Hélène Rossignol réédite son ouvrage consacré aux femmes de Douarnenez (Finistère), avec le texte intégral de la militante communiste Lucie Colliard, « Une belle grève de femmes », paru en 1925. Ce document rare restitue la parole des ouvrières d’usines douarnenistes lors de la grande grève de 1924. Des témoignages directs éclairants sur les coulisses du mouvement et sur l’époque.
Par Sounkoura-Jeanne DEMBÉLÉ.
C’est un document rare que l’anthropologue Hélène Rossignol publie dans la quatrième réédition de son ouvrage Pour une identité douarneniste, Les femmes dans la société de marins-pêcheurs de Douarnenez . Une belle grève de femmes, texte de la militante et syndicaliste Lucie Colliard, restitue la parole des sardinières douarnenistes lors de la grande grève de novembre 1924 à janvier 1925. Des témoignages directs éclairants sur les coulisses de ce mouvement majeur dans l’histoire des luttes sociales.
Qui était Lucie Colliard (1877-1961), autrice du texte Une belle grève de femmes que vous publiez en intégralité dans la quatrième réédition de votre livre ?
C’était une pionnière du féminisme, aux origines savoyardes. Issue d’un milieu modeste, elle a fait des études et devint une excellente institutrice. Mais ses prises de position pacifistes après la Première Guerre mondiale lui ont valu d’être révoquée par le ministère de l’Éducation en 1918, avant d’être finalement réintégrée en 1925. Entre-temps, elle est devenue militante au jeune Parti communiste français (PCF) et membre de la Confédération générale du travail unitaire (CGTU).
Quel rôle a-t-elle joué dans la grande grève des sardinières de 1924 ?
Avec une dizaine d’autres syndicalistes de différents coins de la France, Lucie Colliard est venue de Paris apporter son aide aux ouvrières pour structurer le mouvement. Elle a, par exemple, crée le comité de grève, organisé les manifestations journalières et soupes populaires… Elle parlait aux femmes de contrôle des naissances, les encourageait à se syndiquer, créant le syndicat de l’industrie, de l’alimentation et de la conserve. Elle leur proposait d’aller plus loin dans leurs revendications (1). De demander, par exemple, un salaire égal à celui des hommes, de mettre en place des crèches sur le lieu de travail.

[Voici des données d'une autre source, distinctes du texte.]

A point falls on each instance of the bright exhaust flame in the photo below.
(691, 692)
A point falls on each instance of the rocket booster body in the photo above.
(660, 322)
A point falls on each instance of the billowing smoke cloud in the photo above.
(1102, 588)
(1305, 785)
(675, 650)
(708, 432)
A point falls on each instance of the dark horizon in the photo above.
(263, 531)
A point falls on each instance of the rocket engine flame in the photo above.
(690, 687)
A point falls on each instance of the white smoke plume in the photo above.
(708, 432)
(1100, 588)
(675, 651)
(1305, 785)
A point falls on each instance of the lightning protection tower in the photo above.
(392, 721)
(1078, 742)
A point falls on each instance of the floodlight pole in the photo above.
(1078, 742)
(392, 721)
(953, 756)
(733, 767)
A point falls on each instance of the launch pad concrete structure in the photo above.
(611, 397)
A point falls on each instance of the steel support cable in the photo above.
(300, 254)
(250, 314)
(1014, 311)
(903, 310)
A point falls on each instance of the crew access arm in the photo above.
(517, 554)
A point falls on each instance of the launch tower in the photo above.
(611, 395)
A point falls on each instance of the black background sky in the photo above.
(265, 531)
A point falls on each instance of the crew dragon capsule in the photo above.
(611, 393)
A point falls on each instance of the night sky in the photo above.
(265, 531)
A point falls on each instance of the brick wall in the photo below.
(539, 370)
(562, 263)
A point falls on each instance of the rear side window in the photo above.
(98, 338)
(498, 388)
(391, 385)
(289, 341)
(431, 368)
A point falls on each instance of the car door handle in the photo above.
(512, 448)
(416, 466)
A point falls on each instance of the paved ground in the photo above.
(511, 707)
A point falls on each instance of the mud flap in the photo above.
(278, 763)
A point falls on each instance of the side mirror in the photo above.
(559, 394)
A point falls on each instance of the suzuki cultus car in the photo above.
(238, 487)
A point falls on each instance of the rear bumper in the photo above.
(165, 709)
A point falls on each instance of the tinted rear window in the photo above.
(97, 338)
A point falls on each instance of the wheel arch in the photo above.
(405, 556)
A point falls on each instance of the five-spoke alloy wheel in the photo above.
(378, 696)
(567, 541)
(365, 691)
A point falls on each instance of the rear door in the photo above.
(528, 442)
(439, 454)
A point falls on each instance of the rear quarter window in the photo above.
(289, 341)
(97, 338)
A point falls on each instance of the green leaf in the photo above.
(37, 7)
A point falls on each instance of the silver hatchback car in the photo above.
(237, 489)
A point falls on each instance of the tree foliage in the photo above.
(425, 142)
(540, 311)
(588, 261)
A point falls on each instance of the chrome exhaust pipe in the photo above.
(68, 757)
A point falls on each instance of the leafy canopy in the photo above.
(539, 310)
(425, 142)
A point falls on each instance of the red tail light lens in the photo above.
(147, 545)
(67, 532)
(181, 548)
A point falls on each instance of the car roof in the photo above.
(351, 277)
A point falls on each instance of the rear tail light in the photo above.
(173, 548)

Lucie Colliard avait, en outre, la volonté de faire évoluer les mentalités des femmes. Un discours qui ne trouvait pas vraiment de l’écho auprès des ouvrières d’usines. Car n’oublions pas qu’à l’époque, elles étaient très pratiquantes et restaient fidèles à leur religion. Malgré ces divergences, Lucie Colliard a su fédérer. En véritable militante, elle était capable d’entendre la parole des autres et de tracer des pistes pour d’autres combats. Elle a donné aux grévistes l’énergie et la détermination à aller jusqu’au bout.
Pourquoi publier ce texte dans votre ouvrage ?
Une belle grève de femmes est un compte rendu de la grève, publié aux éditions de L’Humanité [organe de presse du PCF à l’époque] en 1925. Lucie Colliard a enquêté, restitué la parole des ouvrières. Ce sont des témoignages directs de l’époque. L’intérêt premier de la publication est donc d’avoir accès à cette « parole vive » assez rare finalement.
Par ailleurs, dans mon livre Pour une identité douarneniste, Les femmes dans la société de marins-pêcheurs de Douarnenez , j’étudie justement la puissance verbale des femmes de Douarnenez. Une parole à la fois politique, syndicale et sociale.
En intégrant le texte complet de Lucie Colliard, je souhaitais caractériser au mieux le discours d’une militante communiste et féministe, face à celui des grévistes déterminées, avides de progrès social et de dignité, sans vouloir pour autant changer leur statut de femme dans la société.
Comment vous êtes-vous procurée ce document ?
Une belle grève de femmes est un petit ouvrage difficile à trouver. Depuis sa publication en 1925, il n’a pas été réédité. En tout cas, pas à ma connaissance. Je l’ai eu par l’intermédiaire d’un ami bibliophile, qui a réussi à mettre la main dessus. J’ai demandé l’autorisation à L’Humanité pour reproduire le texte dans son intégralité.
Pour une identité douarneniste, Les femmes dans la société de marins-pêcheurs de Douarnenez, aux éditions des Traboules. Préface de Jean-Michel Le Boulanger. Disponible dans les librairies de Douarnenez.
(1) Les grévistes réclamaient une augmentation salariale de cinq réaux. La grève a duré 46 jours consécutifs.